Слова "массажёр" здесь нет. Пришлось словотворчеством заниматься. Кстати, "шведской стенки" тоже нет. Как и шведов.
У меня, наверное, бзик, но я столько насмотрелся на сорванные женские спины и в первой, и в этой, второй, жизни. Гирлянда ребристых деревянных шаров на ремешке позволяет достаточно эффективно разминать мышцы. Не везде. Но спину, плечи, ноги...
— Нынче же поставь её на каблук.
— На который?
В этом мире нет каблуков. Единственный, найденный под Полоцком, красный каблук этой эпохи, похоже, атрибут погребения иноземца. Простолюдинки ходят босиком, в лаптях, в прабабошнях. У аристократок — тапочки. Низенький сапожок шьётся из кожи, одинаковой для подошвы и голенища. Да я ж про это уже...
— Ростишка, встань на цыпочки. Пройдись. Потайной, малый. Через три дня — средний.
"Потайной" — сплошная колодка, которую закрывает верхний материал. Поставить девочку сразу на двенадцатисантиметровую шпильку... Она просто убьётся. Не фигурально — споткнётся на ровном месте и расшибёт голову.
Цель всё та же: укрепление спины и ног.
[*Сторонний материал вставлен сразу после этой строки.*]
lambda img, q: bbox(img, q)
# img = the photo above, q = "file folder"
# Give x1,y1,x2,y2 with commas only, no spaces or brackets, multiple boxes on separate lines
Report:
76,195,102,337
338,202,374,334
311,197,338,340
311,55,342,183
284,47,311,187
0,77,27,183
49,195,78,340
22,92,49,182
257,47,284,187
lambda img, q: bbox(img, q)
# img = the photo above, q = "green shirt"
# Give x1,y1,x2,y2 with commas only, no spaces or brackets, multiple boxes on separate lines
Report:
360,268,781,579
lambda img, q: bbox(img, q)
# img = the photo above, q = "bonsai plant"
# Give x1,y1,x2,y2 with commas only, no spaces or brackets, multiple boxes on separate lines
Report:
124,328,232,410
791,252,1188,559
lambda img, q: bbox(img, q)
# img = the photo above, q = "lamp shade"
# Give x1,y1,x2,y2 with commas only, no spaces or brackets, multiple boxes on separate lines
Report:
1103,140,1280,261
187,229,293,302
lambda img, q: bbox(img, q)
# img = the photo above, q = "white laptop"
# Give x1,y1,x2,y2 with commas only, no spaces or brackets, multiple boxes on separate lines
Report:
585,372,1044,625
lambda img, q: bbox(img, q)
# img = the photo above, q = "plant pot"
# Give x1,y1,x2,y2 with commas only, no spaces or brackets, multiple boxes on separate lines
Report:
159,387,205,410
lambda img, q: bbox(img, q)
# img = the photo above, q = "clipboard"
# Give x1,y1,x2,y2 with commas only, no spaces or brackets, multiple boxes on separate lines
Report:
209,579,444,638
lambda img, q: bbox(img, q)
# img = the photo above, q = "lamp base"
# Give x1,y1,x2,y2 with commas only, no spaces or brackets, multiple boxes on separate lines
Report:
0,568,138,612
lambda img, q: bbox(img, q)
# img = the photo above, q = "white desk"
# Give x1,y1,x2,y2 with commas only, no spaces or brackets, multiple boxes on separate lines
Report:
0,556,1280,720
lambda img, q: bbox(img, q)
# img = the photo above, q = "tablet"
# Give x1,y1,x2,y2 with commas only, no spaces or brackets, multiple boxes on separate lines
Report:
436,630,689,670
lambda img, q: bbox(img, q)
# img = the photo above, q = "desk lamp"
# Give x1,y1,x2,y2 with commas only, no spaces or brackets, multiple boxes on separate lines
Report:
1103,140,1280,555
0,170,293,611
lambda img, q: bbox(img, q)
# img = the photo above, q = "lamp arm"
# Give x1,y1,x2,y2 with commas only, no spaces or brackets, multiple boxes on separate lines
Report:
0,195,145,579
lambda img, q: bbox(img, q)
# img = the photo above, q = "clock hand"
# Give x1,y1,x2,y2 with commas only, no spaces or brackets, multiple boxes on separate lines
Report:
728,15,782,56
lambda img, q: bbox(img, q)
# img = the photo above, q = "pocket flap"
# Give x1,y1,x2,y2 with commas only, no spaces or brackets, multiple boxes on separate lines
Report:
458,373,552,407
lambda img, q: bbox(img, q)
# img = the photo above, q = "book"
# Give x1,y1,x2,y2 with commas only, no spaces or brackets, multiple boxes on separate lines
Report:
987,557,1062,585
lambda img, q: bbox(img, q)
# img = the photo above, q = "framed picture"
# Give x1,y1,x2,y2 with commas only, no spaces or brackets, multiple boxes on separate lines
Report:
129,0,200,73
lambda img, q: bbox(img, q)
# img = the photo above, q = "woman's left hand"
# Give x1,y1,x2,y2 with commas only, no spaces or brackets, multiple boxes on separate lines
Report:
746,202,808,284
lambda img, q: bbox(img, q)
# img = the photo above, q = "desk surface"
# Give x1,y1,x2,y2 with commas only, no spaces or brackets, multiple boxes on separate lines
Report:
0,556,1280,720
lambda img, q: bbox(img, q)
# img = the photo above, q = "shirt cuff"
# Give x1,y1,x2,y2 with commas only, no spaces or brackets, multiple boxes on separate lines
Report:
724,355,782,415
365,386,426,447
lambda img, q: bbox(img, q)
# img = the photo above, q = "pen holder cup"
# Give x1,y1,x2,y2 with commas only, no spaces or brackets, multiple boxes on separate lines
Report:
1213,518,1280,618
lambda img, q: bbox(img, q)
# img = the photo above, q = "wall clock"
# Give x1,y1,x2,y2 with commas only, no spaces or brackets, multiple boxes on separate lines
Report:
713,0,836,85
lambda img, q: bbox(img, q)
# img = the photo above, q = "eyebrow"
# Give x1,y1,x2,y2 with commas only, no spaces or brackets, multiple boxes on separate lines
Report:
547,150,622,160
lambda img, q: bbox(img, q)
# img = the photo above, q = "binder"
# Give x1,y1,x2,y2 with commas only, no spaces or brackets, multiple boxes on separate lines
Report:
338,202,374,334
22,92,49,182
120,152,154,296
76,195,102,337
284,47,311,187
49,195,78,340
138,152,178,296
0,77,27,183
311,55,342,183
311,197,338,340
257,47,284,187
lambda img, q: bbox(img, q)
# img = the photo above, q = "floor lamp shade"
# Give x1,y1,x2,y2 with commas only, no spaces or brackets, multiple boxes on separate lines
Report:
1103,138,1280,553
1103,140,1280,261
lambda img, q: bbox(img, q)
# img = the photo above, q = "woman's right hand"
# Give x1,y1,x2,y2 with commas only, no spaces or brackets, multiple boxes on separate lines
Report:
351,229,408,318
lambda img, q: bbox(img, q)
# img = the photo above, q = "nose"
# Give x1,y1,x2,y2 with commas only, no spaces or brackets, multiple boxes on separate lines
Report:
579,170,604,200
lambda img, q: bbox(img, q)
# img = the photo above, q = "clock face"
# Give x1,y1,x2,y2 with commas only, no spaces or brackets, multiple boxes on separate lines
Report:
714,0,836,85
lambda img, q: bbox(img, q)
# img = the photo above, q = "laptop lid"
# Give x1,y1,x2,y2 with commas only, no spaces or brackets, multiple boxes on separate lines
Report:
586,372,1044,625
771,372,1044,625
Только чувство меры терять нельзя. Там ещё и психология. Изменения точки зрения. Как я в самом начале после "вляпа" нормальных русских мужиков за гигантских горилл принял. Что заметит изменение — понятно. А вот сможет ли осознать и сформулировать?
Ещё деталька. Большинство моих современников ставит ногу уверенно, всей ступнёй или "с пятки на носок". Так же учат новобранца строевому шагу. В Средневековье такая походка — признак крестьянина, деревенщины. Аристократы и горожане ставят "с носка на пятку".
Причина очевидна: нет обуви с толстой подошвой. А есть кучи различного хлама. В европейских средневековых городах мусор выбрасывают прямо из окон. Нечистоты, обломки дерева, кости. Наступив на щепку, можно поранить ногу.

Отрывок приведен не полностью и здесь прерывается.